Se l'imprenditore fallito non può agire, pena l'inefficacia ipso iure dell'atto compiuto al di là dell'argine temporale di cui all'art. 44 l. fall., l'imprenditore in concordato si muove in un orizzonte di azione definito dalla ratio della procedura concorsuale, e l'invalidità o meno dell'atto viene contestualizzata rispetto alla sua finalità a prescindere dal dato temporale e dallo sfociare della procedura di concordato in fallimento.

I due eventi rimangono distinti e disallineati rispetto al fenomeno della c.d. consecuzione di procedure e, pertanto, non assimilabili in termini di effetti sanzionatori.

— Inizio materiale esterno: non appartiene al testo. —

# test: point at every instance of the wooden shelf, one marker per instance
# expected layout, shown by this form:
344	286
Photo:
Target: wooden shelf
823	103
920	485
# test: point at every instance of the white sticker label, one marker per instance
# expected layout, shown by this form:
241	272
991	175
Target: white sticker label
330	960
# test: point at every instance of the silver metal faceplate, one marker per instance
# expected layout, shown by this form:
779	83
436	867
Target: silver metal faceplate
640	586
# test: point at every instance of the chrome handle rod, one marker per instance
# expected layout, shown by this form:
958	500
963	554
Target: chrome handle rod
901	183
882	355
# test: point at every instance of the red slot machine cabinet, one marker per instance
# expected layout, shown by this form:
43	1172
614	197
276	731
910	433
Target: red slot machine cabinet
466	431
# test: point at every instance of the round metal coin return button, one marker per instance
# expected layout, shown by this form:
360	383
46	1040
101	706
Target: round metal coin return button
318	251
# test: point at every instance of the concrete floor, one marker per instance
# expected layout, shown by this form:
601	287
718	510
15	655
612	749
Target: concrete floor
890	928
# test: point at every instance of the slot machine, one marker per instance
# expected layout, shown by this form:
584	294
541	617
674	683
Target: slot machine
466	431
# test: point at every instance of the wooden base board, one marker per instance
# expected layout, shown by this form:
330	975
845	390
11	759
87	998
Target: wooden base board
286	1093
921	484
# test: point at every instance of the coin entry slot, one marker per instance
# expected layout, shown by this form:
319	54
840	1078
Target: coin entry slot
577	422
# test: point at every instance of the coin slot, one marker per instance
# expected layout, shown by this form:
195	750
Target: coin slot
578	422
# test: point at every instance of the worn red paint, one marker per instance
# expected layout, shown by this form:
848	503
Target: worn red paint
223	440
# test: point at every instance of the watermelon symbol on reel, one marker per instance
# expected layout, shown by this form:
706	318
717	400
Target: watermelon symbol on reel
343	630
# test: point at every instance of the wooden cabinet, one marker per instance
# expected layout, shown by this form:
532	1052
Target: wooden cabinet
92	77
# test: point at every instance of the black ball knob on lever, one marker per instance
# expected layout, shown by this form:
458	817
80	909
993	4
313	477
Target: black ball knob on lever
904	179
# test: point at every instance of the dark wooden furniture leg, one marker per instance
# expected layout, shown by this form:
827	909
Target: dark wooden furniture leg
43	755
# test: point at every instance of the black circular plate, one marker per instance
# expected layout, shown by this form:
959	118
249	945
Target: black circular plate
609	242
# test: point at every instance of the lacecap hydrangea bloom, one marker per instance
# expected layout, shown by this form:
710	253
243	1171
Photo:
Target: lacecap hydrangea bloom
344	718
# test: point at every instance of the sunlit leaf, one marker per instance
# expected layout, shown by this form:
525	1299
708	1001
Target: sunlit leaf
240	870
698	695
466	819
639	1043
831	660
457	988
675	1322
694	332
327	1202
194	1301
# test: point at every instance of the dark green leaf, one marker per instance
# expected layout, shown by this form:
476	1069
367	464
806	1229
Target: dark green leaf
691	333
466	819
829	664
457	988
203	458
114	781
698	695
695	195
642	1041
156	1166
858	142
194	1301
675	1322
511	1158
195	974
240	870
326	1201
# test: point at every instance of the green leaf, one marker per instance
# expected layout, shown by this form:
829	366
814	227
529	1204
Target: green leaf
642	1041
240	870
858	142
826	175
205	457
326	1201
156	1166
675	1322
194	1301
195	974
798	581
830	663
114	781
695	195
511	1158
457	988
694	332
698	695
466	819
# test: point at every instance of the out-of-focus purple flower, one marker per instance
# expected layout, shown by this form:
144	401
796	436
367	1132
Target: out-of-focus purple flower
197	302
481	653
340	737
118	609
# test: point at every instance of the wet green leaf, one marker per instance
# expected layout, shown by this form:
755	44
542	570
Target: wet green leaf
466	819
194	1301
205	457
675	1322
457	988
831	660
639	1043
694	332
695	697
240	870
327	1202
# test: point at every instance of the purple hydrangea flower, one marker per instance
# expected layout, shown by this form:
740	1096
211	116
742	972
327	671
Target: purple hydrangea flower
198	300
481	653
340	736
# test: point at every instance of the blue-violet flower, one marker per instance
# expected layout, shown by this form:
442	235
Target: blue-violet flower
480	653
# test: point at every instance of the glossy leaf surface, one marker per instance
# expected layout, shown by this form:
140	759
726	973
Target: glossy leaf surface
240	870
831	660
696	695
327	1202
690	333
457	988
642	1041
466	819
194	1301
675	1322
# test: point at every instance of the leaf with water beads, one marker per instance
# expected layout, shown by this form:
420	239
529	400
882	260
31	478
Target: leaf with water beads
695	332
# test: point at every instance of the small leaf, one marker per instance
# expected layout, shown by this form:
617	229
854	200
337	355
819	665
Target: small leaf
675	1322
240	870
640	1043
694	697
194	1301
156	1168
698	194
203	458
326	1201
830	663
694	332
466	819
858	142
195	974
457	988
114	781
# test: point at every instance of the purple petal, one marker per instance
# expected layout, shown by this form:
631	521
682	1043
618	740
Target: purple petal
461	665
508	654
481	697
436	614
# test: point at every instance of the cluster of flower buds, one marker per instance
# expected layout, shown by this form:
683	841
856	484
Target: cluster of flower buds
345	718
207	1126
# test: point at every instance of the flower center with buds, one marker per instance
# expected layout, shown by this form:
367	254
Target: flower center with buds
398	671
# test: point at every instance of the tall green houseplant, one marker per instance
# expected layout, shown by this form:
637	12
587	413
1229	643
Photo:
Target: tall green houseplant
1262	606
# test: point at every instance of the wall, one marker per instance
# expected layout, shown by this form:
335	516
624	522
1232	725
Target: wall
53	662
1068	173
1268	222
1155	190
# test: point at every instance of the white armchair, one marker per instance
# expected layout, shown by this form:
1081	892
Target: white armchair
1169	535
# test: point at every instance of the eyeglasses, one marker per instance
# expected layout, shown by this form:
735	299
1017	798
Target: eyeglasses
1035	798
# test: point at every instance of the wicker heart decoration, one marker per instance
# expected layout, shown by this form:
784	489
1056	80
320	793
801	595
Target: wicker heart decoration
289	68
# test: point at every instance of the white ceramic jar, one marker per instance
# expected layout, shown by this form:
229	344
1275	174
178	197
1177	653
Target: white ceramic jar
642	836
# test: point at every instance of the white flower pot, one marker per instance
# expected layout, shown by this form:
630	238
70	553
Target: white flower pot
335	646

Nella condivisione del percorso argomentativo del Giudice, fondato su una applicazione rigorosa della legge, deve evidenziarsi che l'inefficacia dei pagamenti ex art. 44 l.fall., ove fosse riconosciuta di diritto in una dinamica di consecuzione (di una procedura di concordato con riserva sfociata in fallimento), non darebbe il dovuto rilievo al presupposto di fattispecie costituito dalla autorizzazione giudiziale ex art. 167 l. fall., la cui esistenza è imprescindibile se l'atto è di straordinaria amministrazione ed è funzionale o conforme al piano concordatario.

Guida all'approfondimento

R. Amatore, Atti autorizzabili ai sensi dell'art. 161, comma 7, l. Fall., in IlFallimentarista.it; A. Picardi, Il pagamento dei crediti anteriori nel concordato preventivo, in IlFallimentarista.it; L. Guglielmucci, Gli effetti del fallimento per il fallito, in Trattato di diritto fallimentare e delle altre procedure concorsuali, diretto da Vassalli, Luiso, Gabrielli, vol. III, Torino 2014, 14 s.; R. Rosapepe, L'inefficacia ex lege, in AA.VV., Diritto fallimentare [Manuale breve], Milano, 2008, 230; S. Pacchi, Comm. Nigro-Sandulli, Commento agli artt. 42-50, 2006, 281 ss.; M. Leozappa, Sul pagamento dei crediti anteriori per prestazioni di beni e servizi nel concordato preventivo, in IlFallimentarista.it; In relazione agli atti non autorizzati in corso di procedura si veda il commento all'art. 183 l. fall., in Codice della Crisi di Impresa, diretto da Fabrizio Di Marzio, Giuffre'.